Besondere Silvesterbräuche aus aller Welt:
Argentinien
In Argentinien suchen die Menschen Unterlagen und Akten zusammen, die sie nicht mehr benötigen und zerschreddern sie. Danach werfen sie die Papierschnipsel aus dem Fenster, um sich von ihren Lasten des vergangenen Jahres zu befreien.
Brasilien
Die Brasilianer feiern Silvester, wenn es möglich ist, am Strand. Dort springen sie um Mitternacht in weißer Kleidung in das Meer. Bei jeder Welle dürfen sie sich etwas für das neue Jahr wünschen.
Bulgarien
Am 1. Januar klopfen meist Kinder mit einem geflochtenen und geschmückten Ast der Kornelkirsche auf die Rücken der Menschen. Damit soll das neue Jahr Gesundheit und ein langes Leben bringen. Aber nicht nur bei der eigenen Familie klopfen die Kinder auf den Rücken, sie ziehen auch von Haus zu Haus und bekommen dafür Gebäck, Nüsse, getrocknetes Obst oder andere kleine Geschenke.
China
In China findet das Neujahr nicht am 31. Dezember, sondern zwischen Januar und Februar statt. Ein kurioser chinesischer Brauch für unverheiratete Frauen ist, dass sie Mandarinen ins Meer schmeißen, um die Liebe zu finden.
Dänemark
Die Dänen sammeln über das ganze Jahr Geschirr, das sie nicht mehr brauchen, um an Silvester durch die Straßen zu ziehen und das Porzellan vor und gegen die Haustüren ihrer Freunde und Familien zu schmeißen.
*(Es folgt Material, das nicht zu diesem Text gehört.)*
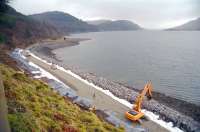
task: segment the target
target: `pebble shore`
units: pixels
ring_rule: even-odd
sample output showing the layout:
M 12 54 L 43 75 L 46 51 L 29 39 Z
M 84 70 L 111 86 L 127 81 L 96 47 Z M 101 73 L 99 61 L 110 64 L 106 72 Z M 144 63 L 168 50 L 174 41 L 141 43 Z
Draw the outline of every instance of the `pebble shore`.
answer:
M 36 46 L 29 48 L 32 53 L 35 55 L 39 56 L 40 58 L 53 62 L 55 64 L 58 64 L 59 66 L 64 67 L 65 69 L 69 69 L 75 74 L 81 76 L 83 79 L 105 89 L 109 90 L 111 93 L 113 93 L 115 96 L 125 99 L 130 101 L 131 103 L 136 99 L 138 92 L 136 92 L 133 89 L 130 89 L 128 87 L 125 87 L 117 82 L 114 82 L 112 80 L 96 76 L 93 73 L 85 73 L 82 72 L 79 68 L 75 67 L 69 67 L 66 64 L 63 64 L 61 61 L 58 61 L 56 59 L 53 59 L 50 57 L 51 55 L 44 54 L 41 52 L 40 49 L 41 47 Z M 44 47 L 42 47 L 44 50 Z M 40 51 L 40 52 L 38 52 Z M 200 122 L 194 120 L 193 118 L 186 116 L 168 106 L 165 106 L 158 101 L 151 99 L 147 100 L 147 98 L 144 99 L 143 101 L 143 106 L 144 109 L 147 109 L 149 111 L 152 111 L 160 116 L 161 119 L 167 121 L 167 122 L 173 122 L 174 126 L 177 126 L 178 128 L 184 130 L 184 131 L 189 131 L 189 132 L 198 132 L 200 131 Z

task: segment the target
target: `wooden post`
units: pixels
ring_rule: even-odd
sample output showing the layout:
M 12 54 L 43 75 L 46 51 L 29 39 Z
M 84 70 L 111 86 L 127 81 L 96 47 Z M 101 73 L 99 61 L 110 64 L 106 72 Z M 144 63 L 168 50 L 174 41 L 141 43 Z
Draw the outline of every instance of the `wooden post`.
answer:
M 2 75 L 0 72 L 0 132 L 10 132 L 7 115 L 8 115 L 8 108 L 4 93 Z

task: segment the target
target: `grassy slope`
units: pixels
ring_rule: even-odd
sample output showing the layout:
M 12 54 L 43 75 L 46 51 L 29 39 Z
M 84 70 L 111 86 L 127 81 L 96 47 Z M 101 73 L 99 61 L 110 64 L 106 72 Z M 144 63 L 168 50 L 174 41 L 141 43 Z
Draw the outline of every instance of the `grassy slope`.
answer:
M 123 131 L 80 109 L 41 81 L 0 64 L 12 131 Z

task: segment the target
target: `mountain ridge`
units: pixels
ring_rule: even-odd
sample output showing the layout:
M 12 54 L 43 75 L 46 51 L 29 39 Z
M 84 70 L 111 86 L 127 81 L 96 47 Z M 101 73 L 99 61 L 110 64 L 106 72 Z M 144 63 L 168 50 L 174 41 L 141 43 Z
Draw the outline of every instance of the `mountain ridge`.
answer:
M 129 20 L 96 20 L 88 21 L 90 24 L 94 24 L 100 31 L 129 31 L 142 29 L 138 24 Z
M 90 25 L 68 13 L 61 11 L 38 13 L 29 15 L 29 17 L 40 22 L 47 22 L 50 25 L 55 26 L 63 33 L 97 31 L 97 28 L 95 26 Z
M 200 17 L 198 17 L 195 20 L 191 20 L 185 24 L 169 28 L 167 30 L 188 30 L 188 31 L 200 30 Z

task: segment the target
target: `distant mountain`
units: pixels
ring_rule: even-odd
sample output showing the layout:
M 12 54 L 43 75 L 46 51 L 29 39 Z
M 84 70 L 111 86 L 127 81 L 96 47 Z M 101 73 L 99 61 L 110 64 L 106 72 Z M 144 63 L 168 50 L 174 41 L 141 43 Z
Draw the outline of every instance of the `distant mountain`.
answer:
M 30 17 L 35 20 L 39 20 L 40 22 L 49 23 L 63 33 L 97 31 L 96 26 L 90 25 L 64 12 L 45 12 L 41 14 L 30 15 Z
M 0 43 L 9 47 L 20 47 L 59 35 L 61 33 L 55 27 L 33 20 L 12 7 L 8 6 L 6 12 L 0 12 Z
M 99 25 L 99 24 L 102 24 L 102 23 L 112 22 L 112 20 L 101 19 L 101 20 L 91 20 L 91 21 L 86 21 L 86 22 L 88 24 L 92 24 L 92 25 Z
M 168 30 L 200 30 L 200 18 Z
M 93 24 L 98 27 L 100 31 L 120 31 L 120 30 L 139 30 L 141 27 L 128 20 L 97 20 L 89 21 L 90 24 Z

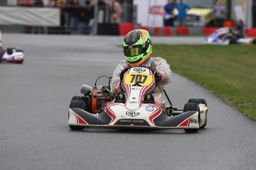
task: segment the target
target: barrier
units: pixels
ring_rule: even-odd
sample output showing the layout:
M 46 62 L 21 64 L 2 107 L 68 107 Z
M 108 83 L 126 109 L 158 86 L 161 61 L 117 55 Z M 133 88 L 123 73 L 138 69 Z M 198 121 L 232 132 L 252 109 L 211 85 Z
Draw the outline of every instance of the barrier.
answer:
M 125 35 L 130 31 L 134 30 L 134 25 L 132 23 L 124 22 L 119 24 L 119 35 Z
M 163 31 L 163 35 L 165 35 L 165 36 L 170 36 L 171 35 L 171 27 L 164 27 Z
M 233 28 L 234 27 L 234 21 L 231 21 L 231 20 L 226 21 L 224 22 L 224 27 L 229 27 L 229 28 Z
M 219 28 L 204 27 L 203 29 L 203 35 L 209 35 L 211 34 L 212 33 L 214 33 L 214 31 L 216 31 L 217 29 L 219 29 Z
M 256 28 L 247 29 L 246 35 L 249 37 L 256 37 Z
M 154 35 L 160 35 L 160 28 L 154 27 Z
M 176 34 L 177 35 L 188 35 L 188 32 L 189 31 L 188 31 L 188 27 L 177 27 L 176 28 Z

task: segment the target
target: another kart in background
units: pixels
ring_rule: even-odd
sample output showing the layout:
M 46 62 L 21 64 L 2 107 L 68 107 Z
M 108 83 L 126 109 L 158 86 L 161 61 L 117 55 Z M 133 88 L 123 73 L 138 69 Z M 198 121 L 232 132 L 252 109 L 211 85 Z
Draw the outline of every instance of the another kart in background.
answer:
M 217 29 L 210 35 L 204 38 L 203 41 L 205 44 L 220 45 L 256 44 L 255 38 L 237 37 L 229 27 Z
M 6 50 L 0 50 L 0 62 L 7 61 L 22 64 L 24 61 L 24 52 L 22 50 L 7 48 Z

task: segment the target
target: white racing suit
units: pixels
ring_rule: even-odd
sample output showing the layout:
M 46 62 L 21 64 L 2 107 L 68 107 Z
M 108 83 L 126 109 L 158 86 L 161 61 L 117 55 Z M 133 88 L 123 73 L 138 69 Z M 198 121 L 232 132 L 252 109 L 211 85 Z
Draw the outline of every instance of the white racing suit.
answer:
M 155 103 L 160 103 L 161 108 L 165 109 L 165 100 L 163 99 L 162 93 L 164 85 L 171 81 L 171 71 L 170 69 L 170 65 L 168 64 L 166 61 L 162 58 L 150 57 L 147 61 L 141 65 L 141 67 L 145 67 L 151 69 L 153 72 L 158 72 L 161 74 L 162 79 L 157 84 L 156 88 L 154 88 L 154 89 L 152 91 L 152 95 Z M 128 62 L 125 60 L 122 60 L 114 71 L 113 78 L 111 80 L 111 91 L 116 95 L 121 92 L 119 89 L 120 73 L 124 69 L 128 67 L 130 67 Z

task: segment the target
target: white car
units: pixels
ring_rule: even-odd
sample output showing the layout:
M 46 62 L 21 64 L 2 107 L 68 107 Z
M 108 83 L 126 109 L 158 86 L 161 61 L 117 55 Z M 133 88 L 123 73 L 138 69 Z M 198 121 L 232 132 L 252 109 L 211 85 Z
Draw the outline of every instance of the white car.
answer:
M 22 64 L 24 61 L 24 52 L 22 50 L 7 48 L 0 50 L 0 62 L 1 61 Z

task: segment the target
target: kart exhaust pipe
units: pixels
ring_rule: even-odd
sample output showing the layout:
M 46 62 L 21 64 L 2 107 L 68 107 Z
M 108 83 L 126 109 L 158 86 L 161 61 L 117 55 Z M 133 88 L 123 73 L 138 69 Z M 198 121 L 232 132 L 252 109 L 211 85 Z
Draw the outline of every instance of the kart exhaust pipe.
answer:
M 91 92 L 92 92 L 93 90 L 93 87 L 92 86 L 89 86 L 86 84 L 82 84 L 81 86 L 81 90 L 80 90 L 80 93 L 82 95 L 84 95 L 85 96 L 89 95 L 89 93 Z

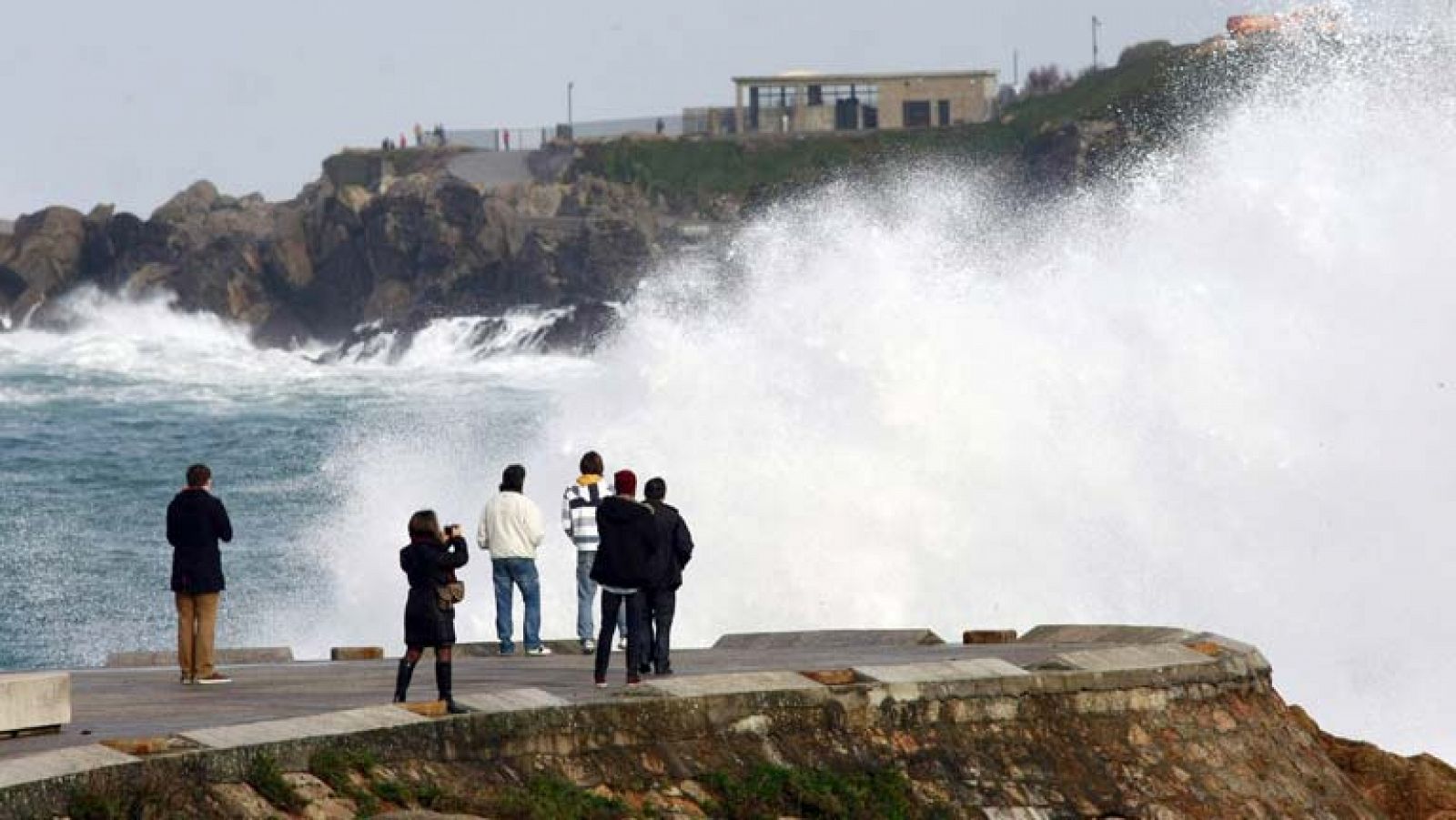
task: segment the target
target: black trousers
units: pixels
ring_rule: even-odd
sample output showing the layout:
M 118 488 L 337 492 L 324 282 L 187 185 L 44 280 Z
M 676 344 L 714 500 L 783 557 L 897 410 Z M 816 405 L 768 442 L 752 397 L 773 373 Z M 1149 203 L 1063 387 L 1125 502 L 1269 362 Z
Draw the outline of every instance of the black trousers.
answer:
M 636 677 L 636 669 L 645 654 L 642 645 L 642 594 L 620 596 L 601 588 L 601 632 L 597 635 L 597 677 L 607 676 L 612 663 L 612 639 L 617 634 L 617 612 L 628 607 L 628 677 Z
M 677 612 L 677 590 L 642 590 L 642 654 L 641 666 L 652 664 L 658 674 L 673 670 L 673 615 Z

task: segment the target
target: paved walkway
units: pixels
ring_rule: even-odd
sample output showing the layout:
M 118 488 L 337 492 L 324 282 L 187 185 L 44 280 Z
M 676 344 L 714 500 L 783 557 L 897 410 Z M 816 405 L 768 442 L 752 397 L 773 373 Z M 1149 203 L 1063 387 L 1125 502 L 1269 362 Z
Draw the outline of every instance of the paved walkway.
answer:
M 1026 666 L 1075 647 L 946 644 L 678 650 L 673 653 L 673 666 L 677 679 L 724 671 L 811 671 L 986 657 Z M 613 653 L 612 663 L 612 686 L 597 689 L 591 683 L 593 658 L 587 655 L 459 658 L 456 695 L 536 687 L 571 702 L 612 701 L 625 690 L 625 654 Z M 227 669 L 234 683 L 224 686 L 182 686 L 173 669 L 77 670 L 71 673 L 71 725 L 60 734 L 0 740 L 0 760 L 99 740 L 160 737 L 194 728 L 387 703 L 395 687 L 395 667 L 393 660 L 239 666 Z M 411 699 L 430 701 L 434 695 L 434 664 L 427 654 L 415 671 Z
M 450 160 L 450 173 L 486 188 L 531 181 L 526 157 L 530 151 L 469 151 Z

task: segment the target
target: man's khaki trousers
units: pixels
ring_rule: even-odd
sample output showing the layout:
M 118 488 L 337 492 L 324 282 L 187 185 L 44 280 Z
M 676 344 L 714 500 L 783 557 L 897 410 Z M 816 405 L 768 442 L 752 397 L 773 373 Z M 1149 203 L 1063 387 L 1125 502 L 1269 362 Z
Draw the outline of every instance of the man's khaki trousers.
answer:
M 178 666 L 182 676 L 202 679 L 217 669 L 213 666 L 213 635 L 217 631 L 217 602 L 220 593 L 178 596 Z

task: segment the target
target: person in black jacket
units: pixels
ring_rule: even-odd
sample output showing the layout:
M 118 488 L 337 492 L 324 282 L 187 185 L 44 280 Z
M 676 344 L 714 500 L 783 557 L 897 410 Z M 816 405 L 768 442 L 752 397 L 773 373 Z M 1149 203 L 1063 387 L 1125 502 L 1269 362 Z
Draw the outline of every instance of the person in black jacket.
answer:
M 395 702 L 403 703 L 409 679 L 415 674 L 425 647 L 435 651 L 435 687 L 450 714 L 456 706 L 453 692 L 454 606 L 443 606 L 440 590 L 456 581 L 454 571 L 470 561 L 470 546 L 459 526 L 440 532 L 434 510 L 421 510 L 409 519 L 409 546 L 399 551 L 399 568 L 409 577 L 405 602 L 405 657 L 395 676 Z
M 617 612 L 628 607 L 628 686 L 641 683 L 638 664 L 642 655 L 642 599 L 638 590 L 648 581 L 648 562 L 657 542 L 652 508 L 636 500 L 636 473 L 617 470 L 612 476 L 616 495 L 597 507 L 597 559 L 591 580 L 601 587 L 601 634 L 597 635 L 597 686 L 607 685 L 612 661 L 612 635 Z
M 233 540 L 233 523 L 223 502 L 213 497 L 213 470 L 186 469 L 186 486 L 167 505 L 167 543 L 172 545 L 172 591 L 178 606 L 178 666 L 182 683 L 232 683 L 213 666 L 217 604 L 223 581 L 223 553 L 217 542 Z
M 649 564 L 651 577 L 642 591 L 642 645 L 638 671 L 673 674 L 673 615 L 677 610 L 677 588 L 683 586 L 683 568 L 693 559 L 693 533 L 683 516 L 664 501 L 667 482 L 654 478 L 642 491 L 657 521 L 657 545 Z

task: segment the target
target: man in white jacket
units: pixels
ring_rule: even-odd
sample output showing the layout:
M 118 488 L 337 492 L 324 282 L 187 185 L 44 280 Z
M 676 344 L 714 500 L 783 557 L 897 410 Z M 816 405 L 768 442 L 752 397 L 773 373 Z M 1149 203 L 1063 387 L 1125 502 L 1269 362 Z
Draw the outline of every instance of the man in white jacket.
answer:
M 542 584 L 536 572 L 536 548 L 546 537 L 542 511 L 524 495 L 526 468 L 511 465 L 501 475 L 501 492 L 485 504 L 478 533 L 480 549 L 491 553 L 495 581 L 495 634 L 501 654 L 515 654 L 511 641 L 511 586 L 526 600 L 526 654 L 549 655 L 542 645 Z

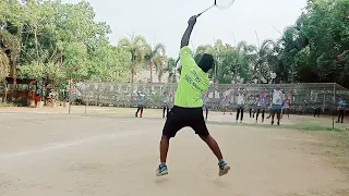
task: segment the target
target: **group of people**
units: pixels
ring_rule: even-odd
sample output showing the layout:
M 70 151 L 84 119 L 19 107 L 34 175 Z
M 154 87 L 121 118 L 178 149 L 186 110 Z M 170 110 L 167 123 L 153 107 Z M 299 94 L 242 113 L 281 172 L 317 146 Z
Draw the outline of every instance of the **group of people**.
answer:
M 236 102 L 231 101 L 231 97 L 236 96 Z M 272 98 L 272 101 L 270 101 Z M 209 108 L 209 98 L 207 94 L 203 96 L 204 100 L 204 110 L 205 119 L 207 120 L 208 108 Z M 234 93 L 226 95 L 221 101 L 224 108 L 222 112 L 229 112 L 232 114 L 232 109 L 237 110 L 236 121 L 242 122 L 245 106 L 248 106 L 250 111 L 250 118 L 255 117 L 255 122 L 258 121 L 260 114 L 262 115 L 262 122 L 265 119 L 265 112 L 267 109 L 270 109 L 272 124 L 274 124 L 275 115 L 277 118 L 277 124 L 280 124 L 280 119 L 282 118 L 284 112 L 287 113 L 289 118 L 289 108 L 290 108 L 290 98 L 285 95 L 285 90 L 276 88 L 273 91 L 273 95 L 269 96 L 266 89 L 263 89 L 260 94 L 251 95 L 248 97 L 248 90 L 245 88 L 238 88 Z
M 225 175 L 229 172 L 230 167 L 225 161 L 221 150 L 216 139 L 210 135 L 205 119 L 208 115 L 208 96 L 209 88 L 208 71 L 215 64 L 215 59 L 212 54 L 204 53 L 198 62 L 192 57 L 191 50 L 188 47 L 190 36 L 196 23 L 197 16 L 190 17 L 188 27 L 181 39 L 180 47 L 180 62 L 179 68 L 180 79 L 177 86 L 177 90 L 173 97 L 173 107 L 169 110 L 168 103 L 170 101 L 169 96 L 165 96 L 163 118 L 167 112 L 166 122 L 163 127 L 163 134 L 159 143 L 159 159 L 160 163 L 156 170 L 156 176 L 163 176 L 168 174 L 167 156 L 169 150 L 170 139 L 176 137 L 177 133 L 183 127 L 191 127 L 198 137 L 207 144 L 213 154 L 218 160 L 218 175 Z M 246 89 L 240 88 L 236 91 L 237 96 L 237 121 L 240 118 L 240 122 L 243 120 L 243 110 L 246 99 Z M 137 117 L 141 111 L 141 117 L 144 107 L 144 95 L 139 94 L 139 108 L 135 115 Z M 168 98 L 168 99 L 167 99 Z M 256 111 L 256 121 L 260 113 L 262 113 L 262 121 L 264 121 L 264 112 L 267 109 L 268 100 L 270 101 L 270 118 L 272 124 L 274 124 L 275 115 L 277 118 L 277 124 L 280 124 L 282 109 L 288 112 L 290 107 L 289 96 L 285 96 L 285 91 L 279 87 L 273 90 L 272 97 L 263 90 L 260 95 L 254 97 L 255 100 L 251 102 L 251 109 Z M 228 105 L 228 97 L 225 97 L 225 101 Z M 341 101 L 340 106 L 347 106 L 345 101 Z M 252 114 L 252 110 L 250 113 Z M 205 115 L 203 112 L 205 111 Z M 226 112 L 226 111 L 225 111 Z M 338 119 L 339 121 L 339 119 Z
M 231 97 L 236 96 L 236 101 L 231 101 Z M 221 101 L 222 105 L 222 112 L 226 114 L 229 112 L 232 114 L 232 110 L 237 110 L 236 121 L 242 122 L 244 118 L 244 109 L 249 109 L 250 118 L 255 118 L 255 122 L 258 122 L 258 118 L 261 114 L 261 122 L 263 123 L 265 119 L 272 118 L 272 124 L 274 124 L 274 119 L 276 117 L 277 124 L 280 124 L 280 119 L 282 119 L 284 114 L 290 117 L 290 107 L 291 107 L 291 99 L 290 94 L 287 94 L 284 89 L 276 88 L 274 89 L 272 96 L 267 93 L 264 88 L 258 94 L 248 96 L 248 90 L 245 88 L 238 88 L 234 93 L 230 93 L 229 95 L 224 96 Z M 135 112 L 135 117 L 143 117 L 143 110 L 145 106 L 146 97 L 142 91 L 137 93 L 137 109 Z M 203 101 L 203 113 L 205 120 L 208 118 L 208 112 L 210 108 L 209 97 L 207 93 L 204 93 L 202 96 Z M 318 101 L 317 101 L 318 102 Z M 344 123 L 345 110 L 348 107 L 347 101 L 344 97 L 339 97 L 338 102 L 338 120 L 336 123 Z M 165 91 L 163 94 L 163 118 L 167 117 L 167 113 L 173 106 L 173 94 L 172 91 Z M 270 113 L 267 118 L 265 118 L 265 112 L 269 110 Z M 313 106 L 314 110 L 314 118 L 320 117 L 321 107 L 318 105 Z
Wie beim Polterabend soll diese Tradition Glück bringen.
Ecuador
Um ihr Unglück im alten Jahr zu lassen, zünden die Menschen in Ecuador eine Vogelscheuche an. Die ist mit Dingen befüllt, die negative Erlebnisse des Jahres verkörpern. So werden Briefe, Fotos oder andere persönliche Gegenstände verbrannt, um mit positiver Energie und Kraft in das neue Jahr zu gehen.
Griechenland
Der Neujahrskuchen spielt eine wichtige Rolle an Silvester. Kurz nach Mitternacht schneidet man die Vassilopita an. Der Kuchen wird mit einem speziellen Ritual geschnitten und verteilt. Ein Stück wird dabei für Christus beiseite gelegt, ein weiteres für die Mutter Gottes und ein drittes für den Heiligen Vassilis. Danach bekommt der Rest der Familie ein Stück. Wer das eingebackene Geldstück findet, gilt als der Glückspilz des neuen Jahres.
Italien
Wer in Italien ins neue Jahr starten will, muss rote Unterwäsche tragen. Damit der Zauber wirkt, muss die Wäsche ein Geschenk gewesen sein. Zudem besagt die Tradition, dass man sie am Neujahrsmorgen eigentlich wegwerfen sollte, um das Alte endgültig hinter sich zu lassen. Rot steht in Italien für Glück, Leidenschaft und Erfolg. Wer rot drunter trägt, hofft auf ein leidenschaftliches Jahr in der Liebe.
Japan
Kurz vor Mitternacht beginnen die buddhistischen Tempel im ganzen Land, ihre großen Bronzeglocken zu läuten. Die Glocken werden exakt 108-mal geschlagen. Im Buddhismus steht diese Zahl für die 108 weltlichen Leidenschaften und Sünden (wie Gier, Neid oder Zorn), die den Menschen plagen. Mit jedem Schlag wird symbolisch eine dieser Sünden hinweggefegt, damit die Menschen rein und unbelastet in das neue Jahr starten können. Der letzte Schlag erfolgt meist genau um Mitternacht.
Spanien
Um Mitternacht essen die Spanier zwölf Trauben zu jedem Glockenschlag. Dabei dürfen sie sich bei jeder Traube etwas für das neue Jahr wünschen. Wer es schafft, alle zwölf Trauben rechtzeitig zu schlucken, wird im neuen Jahr mit 12 Monaten Glück belohnt.
Fast alle Spanier verfolgen dafür die Live-Übertragung vom Platz Puerta del Sol in Madrid, dessen Turmuhr den Rhythmus vorgibt. Im Fernsehen werden vorher oft die „Cuartos“ (Vorschläge) erklärt, damit niemand zu früh mit dem Kauen beginnt.
Südamerika
Während in Italien und Spanien Rot dominiert, setzt man in Ländern wie Kolumbien, Chile und Peru auf gelbe Unterwäsche an Silvester. Denn gelb ist die Farbe der Sonne und des Goldes. Wer gelbe Unterwäsche trägt (am besten verkehrt herum angezogen und um Mitternacht gewendet), erhofft sich Wohlstand und finanziellen Erfolg.
Tschechien
In Tschechien wird anhand eines halbierten Apfels abgelesen, wie das neue Jahr aussehen wird. Der Apfel wird quer in der Mitte durchgeschnitten. Erscheint das Kerngehäuse als fünfzackiger Stern, bedeutet das Glück und Gesundheit für alle Anwesenden im nächsten Jahr. Zeigt sich jedoch eine Kreuzform, gilt dies als schlechtes Omen oder Vorbote für Krankheit. Die Wahl eines schönen, großen Apfels ist daher bei tschechischen Familien Ehrensache.